The state-owned electric transmission company in China, State Grid, has moved forward with establishing a set of industry rules, standards and favored technologies for the growing smart grid industry in China. But the aggressive move to establish industry standards has competitors in the nascent smart grid sector a bit concerned.
The 8-year-old transmission giant took liberties to establish norms across 22 criteria of smart grid technology after announcing it would invest 25 billion yuan in 228 smart grid pilot projects. By taking the lead role in formulating the smart grid standards, State Grid has positioned itself to maintain leadership in smart grid construction in China -- a move that is worrisome for other smart grid players, as Shai Oster explains in the Wall Street Journal:
"State Grid’s moves are especially worrying for foreign companies such as General Electric Co., Siemens AG and others who see smart grid as a potentially huge and lucrative market. China is expected to spend $60 billion to $100 billion in the next decade on smart grid upgrades. Where Chinese suppliers of conventional power equipment can sell cheaply, foreign players think they have an edge on cutting-edge technology."

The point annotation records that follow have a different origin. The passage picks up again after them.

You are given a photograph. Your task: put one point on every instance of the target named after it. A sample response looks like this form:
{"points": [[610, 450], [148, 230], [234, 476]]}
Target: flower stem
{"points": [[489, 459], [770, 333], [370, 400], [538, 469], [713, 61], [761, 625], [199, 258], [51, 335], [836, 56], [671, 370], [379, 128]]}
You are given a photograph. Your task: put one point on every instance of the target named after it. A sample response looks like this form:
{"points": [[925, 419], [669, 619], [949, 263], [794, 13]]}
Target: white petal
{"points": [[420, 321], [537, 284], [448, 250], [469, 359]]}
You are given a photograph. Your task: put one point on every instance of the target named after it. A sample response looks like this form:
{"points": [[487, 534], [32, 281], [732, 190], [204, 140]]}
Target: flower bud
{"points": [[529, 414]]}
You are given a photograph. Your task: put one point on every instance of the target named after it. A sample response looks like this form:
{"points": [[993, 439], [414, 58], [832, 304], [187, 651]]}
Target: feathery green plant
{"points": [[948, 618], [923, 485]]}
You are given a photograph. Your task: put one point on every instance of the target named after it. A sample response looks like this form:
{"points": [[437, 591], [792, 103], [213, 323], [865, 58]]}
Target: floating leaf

But Hu Zhaoguang, deputy director of State Grid's energy research institute said the smart grid moves will play an important part of China's efforts to reduce fossil fuel use and greenhouse gas emissions. And many would argue that a streamlined regulatory landscape would facilitate progress toward those goals.
"Such projects fit well with the country's two main targets in the energy and environment field, which are to increase the proportion of non-fossil energy use to 15 percent of primary energy consumption in 2020, and to reduce carbon intensity by 40 to 45 percent in 2020 from the 2005 level."
State Grid ranked 15th on Fortune's Global 500 in 2009.